O homem sai da névoa, aproximando-se. Trata-se de um indivíduo
de natureza visivelmente pacífica, apesar de entroncado. Quando distingue as
suas feições, Kli repara que tem olhos claros e perscrutadores, atentos mas não
maliciosos. A testa alta, de indivíduo estudioso, é acentuada pela calvície,
que lhe vai apartando o cabelo grisalho. Usa uma ampla túnica de lã clara e uma
capa comprida, de tom mais escuro; e, ao ombro, carrega um bornal.

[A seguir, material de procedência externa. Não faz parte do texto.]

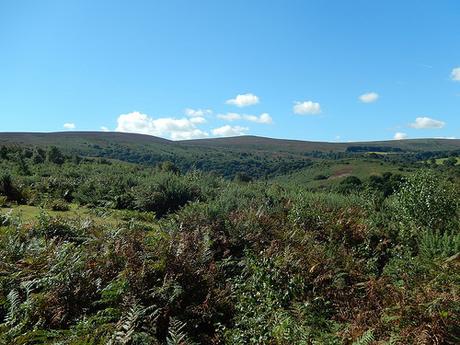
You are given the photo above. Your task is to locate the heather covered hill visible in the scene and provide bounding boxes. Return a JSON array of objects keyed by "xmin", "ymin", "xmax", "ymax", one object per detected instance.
[
  {"xmin": 183, "ymin": 135, "xmax": 460, "ymax": 153},
  {"xmin": 1, "ymin": 132, "xmax": 460, "ymax": 153}
]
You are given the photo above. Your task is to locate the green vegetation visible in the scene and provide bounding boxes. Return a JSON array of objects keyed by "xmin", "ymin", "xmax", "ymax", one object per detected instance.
[
  {"xmin": 274, "ymin": 158, "xmax": 409, "ymax": 190},
  {"xmin": 1, "ymin": 132, "xmax": 459, "ymax": 179},
  {"xmin": 432, "ymin": 156, "xmax": 460, "ymax": 166},
  {"xmin": 0, "ymin": 137, "xmax": 459, "ymax": 344}
]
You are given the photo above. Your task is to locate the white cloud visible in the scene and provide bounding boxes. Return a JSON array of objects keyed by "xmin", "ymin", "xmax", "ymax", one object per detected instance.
[
  {"xmin": 409, "ymin": 117, "xmax": 445, "ymax": 129},
  {"xmin": 63, "ymin": 123, "xmax": 76, "ymax": 129},
  {"xmin": 394, "ymin": 132, "xmax": 408, "ymax": 140},
  {"xmin": 116, "ymin": 111, "xmax": 209, "ymax": 140},
  {"xmin": 189, "ymin": 116, "xmax": 206, "ymax": 124},
  {"xmin": 451, "ymin": 67, "xmax": 460, "ymax": 81},
  {"xmin": 100, "ymin": 126, "xmax": 110, "ymax": 132},
  {"xmin": 359, "ymin": 92, "xmax": 379, "ymax": 103},
  {"xmin": 226, "ymin": 93, "xmax": 259, "ymax": 107},
  {"xmin": 211, "ymin": 125, "xmax": 248, "ymax": 137},
  {"xmin": 243, "ymin": 113, "xmax": 273, "ymax": 124},
  {"xmin": 184, "ymin": 108, "xmax": 212, "ymax": 117},
  {"xmin": 217, "ymin": 112, "xmax": 242, "ymax": 121},
  {"xmin": 293, "ymin": 101, "xmax": 321, "ymax": 115},
  {"xmin": 217, "ymin": 112, "xmax": 273, "ymax": 124}
]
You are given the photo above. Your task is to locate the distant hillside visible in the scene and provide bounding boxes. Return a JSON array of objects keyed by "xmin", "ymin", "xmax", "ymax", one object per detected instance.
[
  {"xmin": 2, "ymin": 131, "xmax": 459, "ymax": 152},
  {"xmin": 1, "ymin": 132, "xmax": 459, "ymax": 178},
  {"xmin": 0, "ymin": 131, "xmax": 171, "ymax": 147},
  {"xmin": 183, "ymin": 135, "xmax": 460, "ymax": 153}
]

– Já há um bocado que observo os teus apuros e a tua
valentia – diz ele. E, chegando mais perto, anuncia: – Tiveste sorte. Tens a
proteção de Ártemis!
Este é o homem que um dia virá a narrar os acontecimentos
que inspiraram esta história e autor dos eventuais comentários aqui
transcritos, como este que se segue:
“Foi assim que o vi, pela primeira vez, o cimbalino Kli Van-Kli, lidando valorosamente com homens e animais... e ainda com a própria Ártemis, que, contudo, lhe ofereceu proteção!”
– Ártemis?... –
pergunta Kli, curioso.
O homem
explica-lhe, enquanto ele apanha o chapéu e o cajado:
– É assim que eu lhe chamo. Como os gregos!... A deusa
caçadora... A Fada da Bruma!
– Ah! – faz Kli,
arqueando as sobrancelhas. E depois
arranca a flecha cravada no chão, a flecha prateada que detivera o gordo no seu
ataque. – Nesse caso, vou ficar com
esta flecha... como amuleto!
– Bem, enfim... – replica o recém-chegado, hesitante. – Não
se costuma tocar nas flechas de Ártemis!… Mas... talvez faças bem!

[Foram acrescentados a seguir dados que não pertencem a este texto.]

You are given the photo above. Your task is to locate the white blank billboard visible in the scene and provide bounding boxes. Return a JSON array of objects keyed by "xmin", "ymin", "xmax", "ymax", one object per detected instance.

O homem, conhecedor da suposta comunhão dos
cimbalinos com as forças mágicas da natureza, nada mais diz. Kli, sob o seu
olhar penetrante, examina aquela flecha de aura singular. Depois, guarda-a num
dos bolsos, à esquerda, do interior da capa. Finalmente, põe o chapéu, apanha
algumas das suas coisas que, com o tumulto, tinham caído ao chão e prepara-se
para partir.
– E quanto à lança e ao javali? – pergunta.
– A lança aí ficará – replica o outro. – A menos
que o Príncipe a venha buscar. Quanto ao javali, será uma oferta ao deus do
bosque.
O cimbalino observa o animal tombado e a flecha que
o abateu, e que, tal como as outras, tem um brilho quase irreal naquele
ambiente de névoa que se levanta.
– Quem é esse Príncipe? – inquire ele, espreitando a mata
que os rodeia.
– O Príncipe Lascário
Carcavel!... Não é um homem bom... como já tiveste ocasião de verificar. –
O recém-chegado fita os ramos das árvores que se elevam na neblina. E vendo que
o cimbalino se prepara para partir, pergunta-lhe: – Permites que te acompanhe? Para onde vais?

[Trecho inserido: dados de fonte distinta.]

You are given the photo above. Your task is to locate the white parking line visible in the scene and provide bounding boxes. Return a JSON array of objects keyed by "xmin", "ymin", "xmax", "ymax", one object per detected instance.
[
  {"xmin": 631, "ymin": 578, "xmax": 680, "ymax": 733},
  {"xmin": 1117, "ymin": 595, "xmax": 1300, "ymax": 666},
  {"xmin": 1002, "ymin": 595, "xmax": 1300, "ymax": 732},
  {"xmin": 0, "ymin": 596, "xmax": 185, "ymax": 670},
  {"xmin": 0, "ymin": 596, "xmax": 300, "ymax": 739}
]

Kli observa-o por um instante, como se o avaliasse. Depois,
sorri e diz:
– Poderás acompanhar-me, se também fores para Valmaior.
– Sim, eu vou para Valmaior – responde o outro, olhando o
viajante com renovada curiosidade.
Ali perto, duas doninhas machos fazem circunlóquios
corteses:
– Poderás acompanhar-me, se tiveres o bom senso de não
emitir cheiros desagradáveis – diz uma.
– Com certeza! – responde a outra. – Depois de si, cavalheiro. Ou melhor... antes de si!